Hiroshi Motomura

Title: Professor
Department: Law
Email: motomura@law.ucla.edu

Current Project(s):

  • Officially, I am the Susan Westerberg Prager Distinguished Professor of Law at the UCLA School of Law, where I teach immigration law, immigrants’ rights, and civil procedure (less frequently). I’ve been at UCLA since 2007, and before that I was a member of the law faculties at the University of North Carolina, Chapel Hill, and the University of Colorado, Boulder. I’ve written widely on a variety of immigration and citizenship law topics, including the constitutional law of immigration (in many law review articles), the relationship between migration and citizenship (especially in Americans in Waiting, Oxford Univ. Press 2006), and unauthorized migration (especially in Immigration Outside the Law, Oxford Univ.
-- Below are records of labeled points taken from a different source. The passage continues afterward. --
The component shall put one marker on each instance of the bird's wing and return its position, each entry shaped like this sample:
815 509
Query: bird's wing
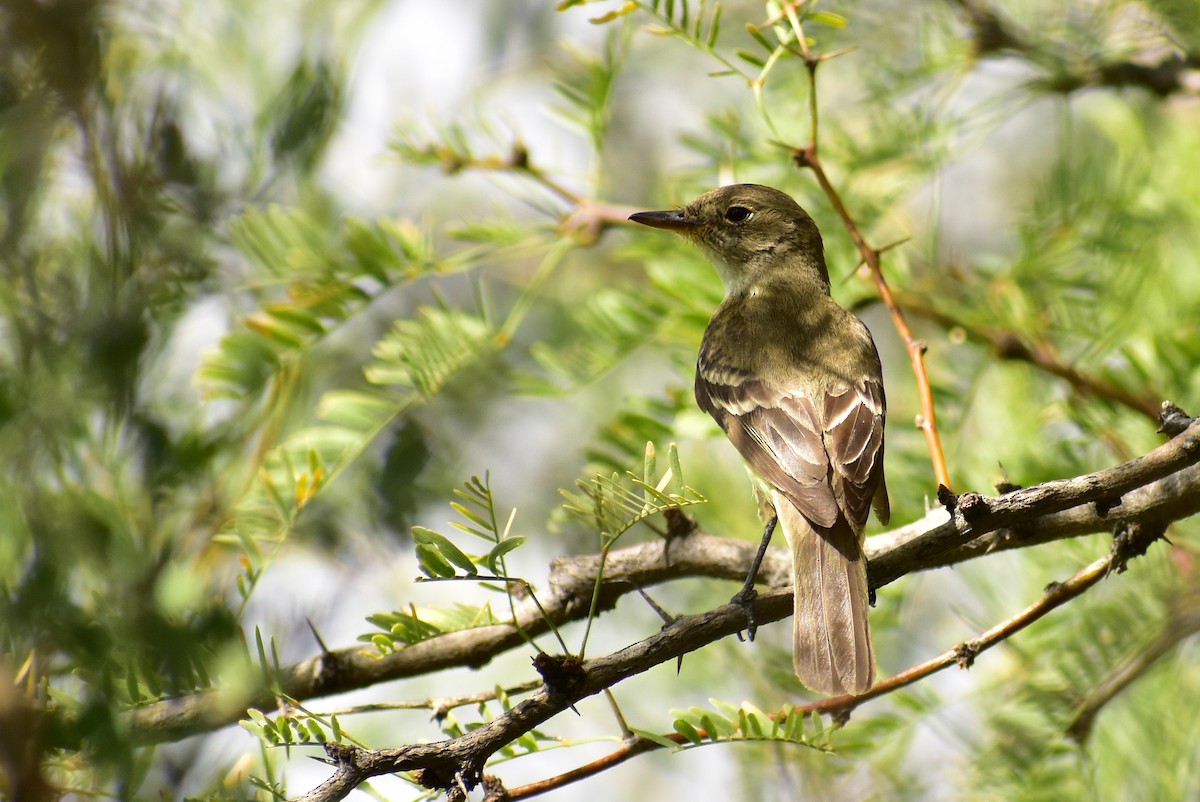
823 454
852 420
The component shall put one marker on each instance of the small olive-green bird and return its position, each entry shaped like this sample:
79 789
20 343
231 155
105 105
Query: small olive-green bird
796 383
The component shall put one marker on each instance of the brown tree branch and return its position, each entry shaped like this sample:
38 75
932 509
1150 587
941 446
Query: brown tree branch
1008 345
995 35
1182 622
1161 486
809 157
840 707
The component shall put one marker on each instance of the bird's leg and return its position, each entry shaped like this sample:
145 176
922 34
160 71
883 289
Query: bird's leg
748 593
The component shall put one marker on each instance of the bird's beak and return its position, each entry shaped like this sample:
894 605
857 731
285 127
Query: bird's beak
675 220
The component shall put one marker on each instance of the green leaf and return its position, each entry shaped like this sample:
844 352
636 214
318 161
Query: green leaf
445 548
688 731
432 563
499 550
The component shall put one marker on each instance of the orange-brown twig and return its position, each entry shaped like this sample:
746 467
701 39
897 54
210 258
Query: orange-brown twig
809 157
963 656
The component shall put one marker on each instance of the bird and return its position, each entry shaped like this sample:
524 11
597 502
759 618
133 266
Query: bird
796 383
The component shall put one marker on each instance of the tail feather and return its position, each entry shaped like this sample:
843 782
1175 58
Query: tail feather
832 639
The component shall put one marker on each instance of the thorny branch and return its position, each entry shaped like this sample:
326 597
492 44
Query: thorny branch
1110 497
809 157
1158 488
840 707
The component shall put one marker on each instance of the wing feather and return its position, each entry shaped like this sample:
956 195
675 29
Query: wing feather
825 455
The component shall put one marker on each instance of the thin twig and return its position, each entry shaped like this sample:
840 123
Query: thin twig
1161 486
809 157
963 656
1008 345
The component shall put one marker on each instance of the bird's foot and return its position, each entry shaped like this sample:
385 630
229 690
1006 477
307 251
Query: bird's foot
744 599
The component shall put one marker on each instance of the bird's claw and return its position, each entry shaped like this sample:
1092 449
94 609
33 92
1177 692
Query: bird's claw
744 599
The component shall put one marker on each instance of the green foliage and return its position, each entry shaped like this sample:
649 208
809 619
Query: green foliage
159 178
725 722
612 506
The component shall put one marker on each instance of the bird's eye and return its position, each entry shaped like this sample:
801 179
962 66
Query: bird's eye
737 214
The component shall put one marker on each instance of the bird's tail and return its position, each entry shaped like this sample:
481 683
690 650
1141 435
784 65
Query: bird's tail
831 634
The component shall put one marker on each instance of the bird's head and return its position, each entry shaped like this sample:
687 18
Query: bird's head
747 229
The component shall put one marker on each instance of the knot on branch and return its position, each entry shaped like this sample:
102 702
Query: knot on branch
449 778
563 675
965 653
972 506
1131 540
493 789
678 524
1173 420
947 498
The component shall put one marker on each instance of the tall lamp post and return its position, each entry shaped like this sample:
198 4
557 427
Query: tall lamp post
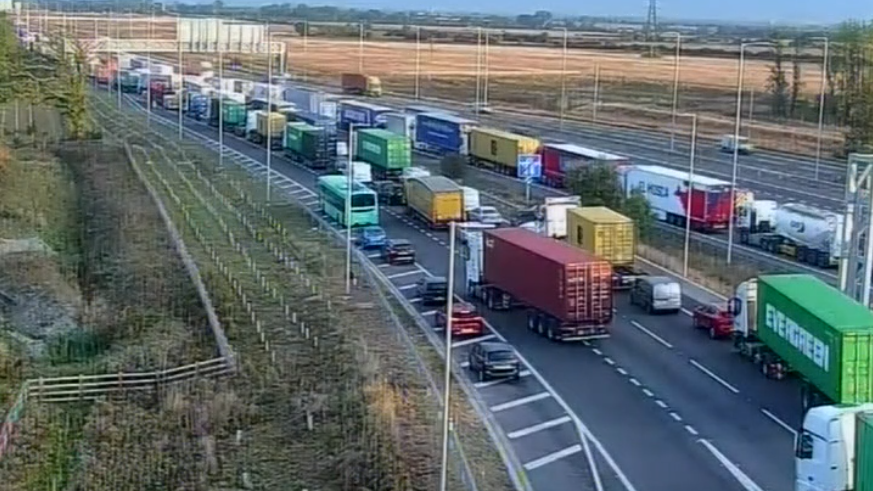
821 100
348 208
564 77
450 302
740 73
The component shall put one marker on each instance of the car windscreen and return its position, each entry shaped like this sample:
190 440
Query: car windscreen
501 356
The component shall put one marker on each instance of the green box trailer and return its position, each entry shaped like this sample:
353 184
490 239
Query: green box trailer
821 333
388 153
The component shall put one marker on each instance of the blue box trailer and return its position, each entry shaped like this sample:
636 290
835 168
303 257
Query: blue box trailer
442 133
362 115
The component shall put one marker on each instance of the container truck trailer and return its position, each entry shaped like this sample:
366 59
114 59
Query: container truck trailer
499 150
608 235
804 233
360 84
667 192
834 449
361 115
436 200
443 133
387 152
798 324
309 145
566 291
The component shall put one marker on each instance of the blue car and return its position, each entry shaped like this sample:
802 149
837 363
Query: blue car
371 238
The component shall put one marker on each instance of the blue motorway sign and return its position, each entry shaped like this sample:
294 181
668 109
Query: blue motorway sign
529 167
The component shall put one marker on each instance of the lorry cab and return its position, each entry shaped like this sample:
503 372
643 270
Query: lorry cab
825 448
729 143
657 294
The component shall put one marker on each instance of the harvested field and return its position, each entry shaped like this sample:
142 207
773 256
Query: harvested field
327 396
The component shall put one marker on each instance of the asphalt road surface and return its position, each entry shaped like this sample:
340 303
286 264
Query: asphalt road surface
671 408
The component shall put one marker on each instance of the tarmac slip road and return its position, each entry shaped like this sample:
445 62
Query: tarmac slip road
649 444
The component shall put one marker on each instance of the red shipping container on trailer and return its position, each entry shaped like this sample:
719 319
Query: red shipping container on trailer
567 284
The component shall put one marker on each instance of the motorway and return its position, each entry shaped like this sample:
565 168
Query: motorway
666 407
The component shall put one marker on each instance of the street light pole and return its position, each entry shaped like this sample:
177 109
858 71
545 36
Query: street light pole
417 62
348 209
444 467
690 192
821 102
675 91
736 157
269 126
564 78
361 49
485 81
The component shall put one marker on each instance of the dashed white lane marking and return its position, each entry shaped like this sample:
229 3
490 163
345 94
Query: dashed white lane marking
779 422
552 457
520 402
714 376
538 427
652 334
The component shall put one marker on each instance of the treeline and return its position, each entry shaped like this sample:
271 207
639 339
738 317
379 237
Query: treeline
848 97
57 78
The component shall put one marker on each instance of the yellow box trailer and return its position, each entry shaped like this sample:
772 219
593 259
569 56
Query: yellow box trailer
608 235
436 199
500 149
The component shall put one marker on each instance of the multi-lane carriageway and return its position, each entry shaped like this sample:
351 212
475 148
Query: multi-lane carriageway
664 407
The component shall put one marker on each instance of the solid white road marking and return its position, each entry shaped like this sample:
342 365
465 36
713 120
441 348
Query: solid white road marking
405 273
465 342
520 402
538 427
552 457
714 376
739 475
779 422
651 334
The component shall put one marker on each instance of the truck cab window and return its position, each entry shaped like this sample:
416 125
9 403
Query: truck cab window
804 446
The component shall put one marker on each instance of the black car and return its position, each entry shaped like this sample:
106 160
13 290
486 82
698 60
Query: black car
398 251
433 290
494 360
390 193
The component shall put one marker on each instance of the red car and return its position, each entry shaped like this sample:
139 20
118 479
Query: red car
715 319
465 320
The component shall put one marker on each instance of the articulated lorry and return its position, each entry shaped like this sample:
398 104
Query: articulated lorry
804 233
609 235
834 449
566 291
798 324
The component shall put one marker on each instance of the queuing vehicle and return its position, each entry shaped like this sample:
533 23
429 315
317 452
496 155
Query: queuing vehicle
714 319
398 251
566 292
657 294
466 320
371 238
487 215
798 324
332 193
433 290
491 359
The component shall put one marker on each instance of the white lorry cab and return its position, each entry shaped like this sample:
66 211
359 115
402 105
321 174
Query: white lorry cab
742 144
826 449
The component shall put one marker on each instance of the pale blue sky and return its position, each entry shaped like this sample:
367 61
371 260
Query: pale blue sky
777 11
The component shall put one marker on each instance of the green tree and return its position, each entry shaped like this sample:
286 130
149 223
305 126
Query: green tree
777 82
453 166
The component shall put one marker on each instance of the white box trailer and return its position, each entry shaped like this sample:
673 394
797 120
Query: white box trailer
667 191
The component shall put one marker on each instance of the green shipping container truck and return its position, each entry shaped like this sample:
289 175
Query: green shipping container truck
388 153
821 333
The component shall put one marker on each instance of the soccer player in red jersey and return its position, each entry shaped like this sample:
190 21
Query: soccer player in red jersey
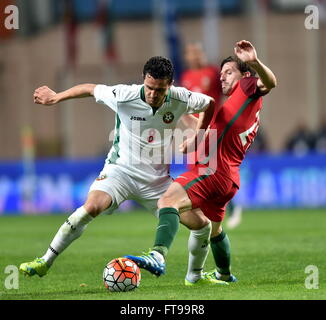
201 77
215 179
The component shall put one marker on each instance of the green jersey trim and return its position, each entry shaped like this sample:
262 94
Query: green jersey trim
115 155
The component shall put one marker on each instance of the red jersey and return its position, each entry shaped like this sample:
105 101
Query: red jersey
233 129
204 80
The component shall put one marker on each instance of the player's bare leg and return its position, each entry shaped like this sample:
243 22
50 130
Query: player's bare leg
176 200
220 245
97 202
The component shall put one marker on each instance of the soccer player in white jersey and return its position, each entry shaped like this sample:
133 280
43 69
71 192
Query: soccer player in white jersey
136 166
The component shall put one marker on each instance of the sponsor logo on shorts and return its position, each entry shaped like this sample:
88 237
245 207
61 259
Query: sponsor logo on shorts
101 177
137 118
168 117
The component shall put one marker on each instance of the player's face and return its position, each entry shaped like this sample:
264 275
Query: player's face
229 76
155 90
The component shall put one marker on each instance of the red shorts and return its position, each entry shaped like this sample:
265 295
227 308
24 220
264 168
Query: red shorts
209 192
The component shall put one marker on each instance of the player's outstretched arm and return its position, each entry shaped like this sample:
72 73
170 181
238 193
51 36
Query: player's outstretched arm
46 96
246 52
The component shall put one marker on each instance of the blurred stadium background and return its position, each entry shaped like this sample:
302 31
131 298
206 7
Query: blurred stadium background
49 156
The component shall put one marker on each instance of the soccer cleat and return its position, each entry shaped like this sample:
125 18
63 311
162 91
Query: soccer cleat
217 276
37 266
205 280
149 262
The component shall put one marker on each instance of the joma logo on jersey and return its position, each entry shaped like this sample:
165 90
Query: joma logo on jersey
168 117
137 118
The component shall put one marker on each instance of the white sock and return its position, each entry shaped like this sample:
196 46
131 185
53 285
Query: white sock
198 247
158 256
68 232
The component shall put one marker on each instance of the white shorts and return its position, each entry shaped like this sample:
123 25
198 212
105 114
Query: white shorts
114 180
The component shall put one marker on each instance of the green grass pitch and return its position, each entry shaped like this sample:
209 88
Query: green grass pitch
270 251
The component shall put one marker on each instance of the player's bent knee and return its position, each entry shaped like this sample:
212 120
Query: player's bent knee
97 202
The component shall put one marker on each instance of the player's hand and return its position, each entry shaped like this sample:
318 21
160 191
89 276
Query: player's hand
245 51
44 95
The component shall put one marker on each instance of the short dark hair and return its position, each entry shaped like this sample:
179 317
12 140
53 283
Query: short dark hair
159 68
242 66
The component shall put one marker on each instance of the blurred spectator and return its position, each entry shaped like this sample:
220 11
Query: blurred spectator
301 141
320 137
200 76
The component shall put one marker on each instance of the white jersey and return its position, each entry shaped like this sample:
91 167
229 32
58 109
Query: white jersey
143 135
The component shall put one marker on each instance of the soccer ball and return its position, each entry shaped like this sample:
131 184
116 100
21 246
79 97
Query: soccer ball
121 274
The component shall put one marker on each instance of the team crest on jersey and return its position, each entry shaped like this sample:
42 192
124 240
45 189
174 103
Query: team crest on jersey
101 177
168 117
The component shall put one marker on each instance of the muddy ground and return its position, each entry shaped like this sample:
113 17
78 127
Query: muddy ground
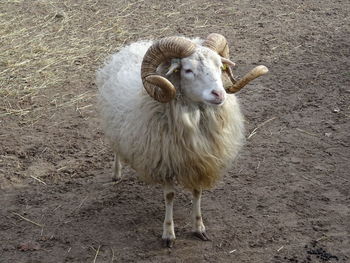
287 197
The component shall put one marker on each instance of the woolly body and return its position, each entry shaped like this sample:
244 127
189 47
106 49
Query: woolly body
185 141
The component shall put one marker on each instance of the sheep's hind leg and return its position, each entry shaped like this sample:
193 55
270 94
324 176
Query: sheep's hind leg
168 226
198 226
117 168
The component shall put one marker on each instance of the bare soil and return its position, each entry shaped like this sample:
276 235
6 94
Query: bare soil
287 199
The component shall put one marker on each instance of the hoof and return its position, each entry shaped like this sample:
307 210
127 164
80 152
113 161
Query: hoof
169 243
201 235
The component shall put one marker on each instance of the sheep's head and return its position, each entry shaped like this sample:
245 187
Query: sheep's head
200 68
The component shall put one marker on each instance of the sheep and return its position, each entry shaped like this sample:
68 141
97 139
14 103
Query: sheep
167 114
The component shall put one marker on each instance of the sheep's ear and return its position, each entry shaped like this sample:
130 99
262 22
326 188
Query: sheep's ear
175 65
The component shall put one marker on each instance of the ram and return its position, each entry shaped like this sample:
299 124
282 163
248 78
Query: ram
167 114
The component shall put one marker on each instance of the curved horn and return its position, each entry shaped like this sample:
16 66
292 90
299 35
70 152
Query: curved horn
157 86
253 74
218 43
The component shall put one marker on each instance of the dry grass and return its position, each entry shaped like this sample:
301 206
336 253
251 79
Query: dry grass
50 49
46 48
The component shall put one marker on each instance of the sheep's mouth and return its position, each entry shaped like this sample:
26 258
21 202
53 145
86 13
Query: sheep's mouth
215 102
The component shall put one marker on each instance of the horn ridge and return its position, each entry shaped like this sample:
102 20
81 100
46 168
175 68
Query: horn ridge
164 49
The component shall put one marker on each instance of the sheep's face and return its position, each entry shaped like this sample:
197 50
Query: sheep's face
201 77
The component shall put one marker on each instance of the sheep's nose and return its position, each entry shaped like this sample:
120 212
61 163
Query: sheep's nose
218 94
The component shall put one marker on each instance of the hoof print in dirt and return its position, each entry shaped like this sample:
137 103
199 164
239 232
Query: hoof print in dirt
202 236
168 243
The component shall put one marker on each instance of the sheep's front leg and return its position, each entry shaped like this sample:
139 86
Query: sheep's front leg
117 168
198 226
168 226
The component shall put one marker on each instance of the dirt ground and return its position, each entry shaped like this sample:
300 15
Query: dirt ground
287 198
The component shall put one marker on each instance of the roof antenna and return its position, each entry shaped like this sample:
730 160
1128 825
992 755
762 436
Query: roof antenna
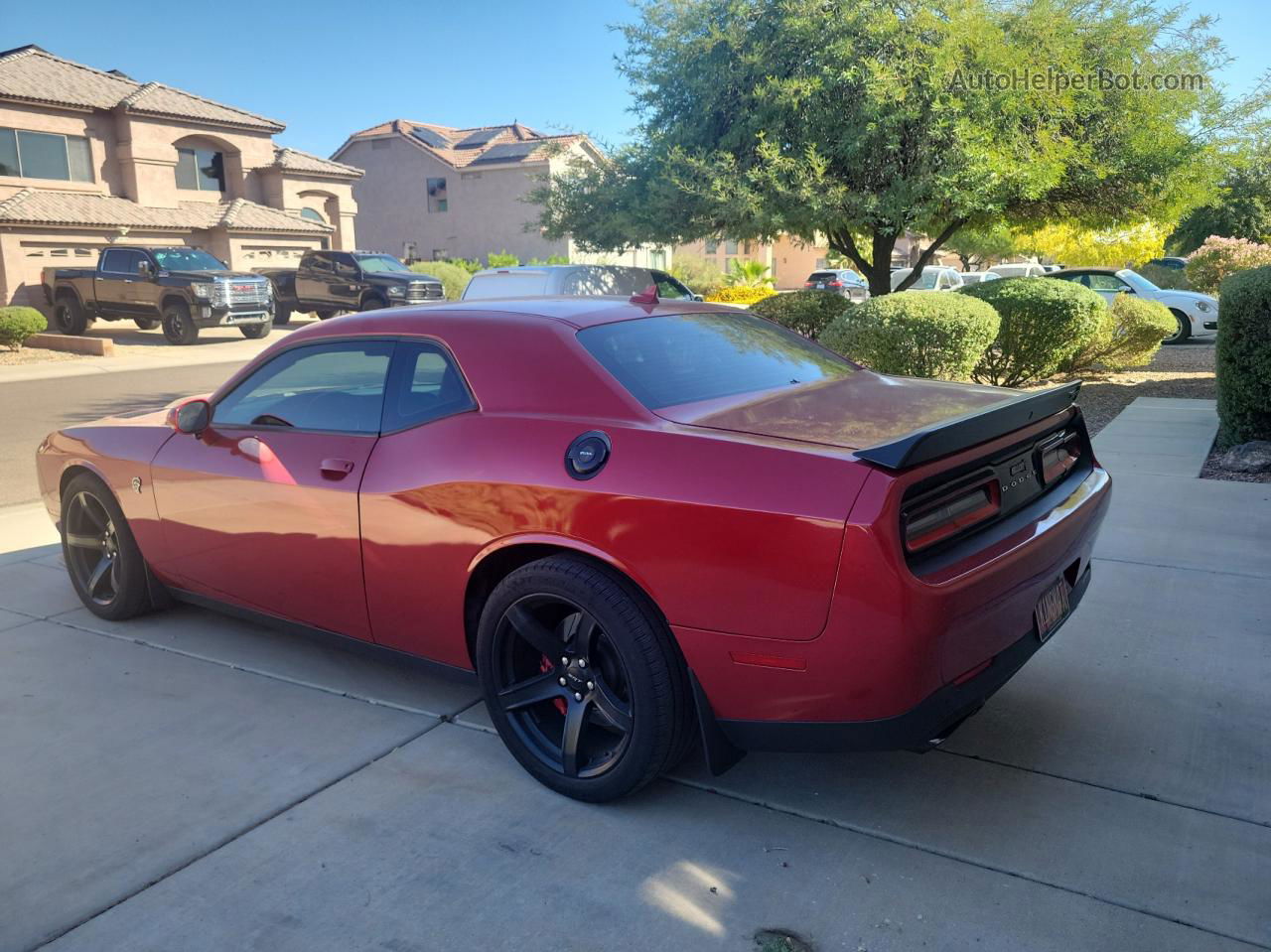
647 296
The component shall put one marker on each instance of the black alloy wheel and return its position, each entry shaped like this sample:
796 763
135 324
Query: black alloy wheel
582 680
1183 332
178 327
100 554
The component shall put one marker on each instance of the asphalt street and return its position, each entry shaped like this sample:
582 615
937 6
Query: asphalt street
30 409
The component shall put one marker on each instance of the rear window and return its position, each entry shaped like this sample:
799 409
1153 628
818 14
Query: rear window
509 285
680 358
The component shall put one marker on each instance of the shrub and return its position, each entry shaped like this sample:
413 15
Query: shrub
502 259
741 295
702 276
1129 335
453 277
1044 323
916 334
19 323
804 312
1220 257
1243 357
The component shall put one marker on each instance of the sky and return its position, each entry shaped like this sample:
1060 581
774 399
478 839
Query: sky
330 68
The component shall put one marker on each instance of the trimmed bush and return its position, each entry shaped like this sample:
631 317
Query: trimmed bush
1221 257
1129 336
1044 325
1243 357
19 323
807 313
453 277
741 295
916 334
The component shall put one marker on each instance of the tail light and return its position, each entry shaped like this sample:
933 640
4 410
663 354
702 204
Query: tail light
951 511
1058 456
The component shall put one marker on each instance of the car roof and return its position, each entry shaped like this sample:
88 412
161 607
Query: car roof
576 312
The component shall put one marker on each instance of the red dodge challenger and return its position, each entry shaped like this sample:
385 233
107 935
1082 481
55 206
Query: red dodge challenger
638 524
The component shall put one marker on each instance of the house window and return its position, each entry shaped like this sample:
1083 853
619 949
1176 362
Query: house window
437 195
45 155
200 171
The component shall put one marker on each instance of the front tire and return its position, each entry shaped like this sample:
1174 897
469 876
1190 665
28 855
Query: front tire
623 715
1183 334
100 554
254 332
178 327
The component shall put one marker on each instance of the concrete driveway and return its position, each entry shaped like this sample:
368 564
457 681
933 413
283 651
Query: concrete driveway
192 782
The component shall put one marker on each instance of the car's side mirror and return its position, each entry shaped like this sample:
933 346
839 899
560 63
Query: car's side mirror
191 417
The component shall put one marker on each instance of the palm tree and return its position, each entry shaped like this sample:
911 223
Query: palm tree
749 273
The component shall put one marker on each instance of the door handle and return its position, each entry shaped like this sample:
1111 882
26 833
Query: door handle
336 468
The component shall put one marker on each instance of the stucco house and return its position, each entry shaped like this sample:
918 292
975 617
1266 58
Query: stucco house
91 158
434 192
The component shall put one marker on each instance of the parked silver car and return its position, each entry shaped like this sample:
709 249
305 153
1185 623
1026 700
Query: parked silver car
572 280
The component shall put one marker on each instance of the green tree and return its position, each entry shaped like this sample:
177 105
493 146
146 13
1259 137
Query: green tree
1240 209
859 121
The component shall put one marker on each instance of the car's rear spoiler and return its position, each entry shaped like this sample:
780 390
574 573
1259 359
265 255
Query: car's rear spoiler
960 432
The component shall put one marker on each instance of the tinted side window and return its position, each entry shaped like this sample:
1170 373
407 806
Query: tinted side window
425 384
325 386
119 261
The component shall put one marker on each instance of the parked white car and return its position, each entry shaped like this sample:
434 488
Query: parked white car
933 279
1195 313
975 277
572 280
1027 268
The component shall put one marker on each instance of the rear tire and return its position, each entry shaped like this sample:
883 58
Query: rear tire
254 332
102 557
178 327
1184 332
626 712
69 317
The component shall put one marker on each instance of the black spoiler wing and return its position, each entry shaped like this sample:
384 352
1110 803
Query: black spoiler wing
958 432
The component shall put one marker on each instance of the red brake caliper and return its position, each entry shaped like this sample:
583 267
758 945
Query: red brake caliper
544 666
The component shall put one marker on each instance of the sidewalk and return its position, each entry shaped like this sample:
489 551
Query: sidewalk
149 349
189 780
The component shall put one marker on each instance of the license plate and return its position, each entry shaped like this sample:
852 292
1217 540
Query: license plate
1053 608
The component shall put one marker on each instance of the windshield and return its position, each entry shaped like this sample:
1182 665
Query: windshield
1136 281
666 361
377 263
187 259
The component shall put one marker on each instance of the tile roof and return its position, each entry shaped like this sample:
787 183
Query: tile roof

Press 2014). I’ve also recently published law review articles on DACA and on “sanctuary” jurisdictions.
  • My current scholarly project has the working title, The New Migration Law. It is a book that connects four inquiries: (1) are immigrants’ rights a form of civil rights, and what are the advantages and limits of this framing?; (2) how are immigration law, human rights, and refugee protection related to each other, and what does this clustering prioritize or neglect?; (3) how is migration related to international trade and development, and how does that relationship affect the connections between migration and citizenship?; and (4) how is economic inequality in migrant-receiving countries relevant to migration policy, including the civil rights framework that is the focus of Part 1?

Available Publications/Books:

  • Immigration Outside the Law. Oxford University Press (2014).
  • Americans In Waiting: The Lost Story of Immigration and Citizenship in the United States. Oxford University Press (2006).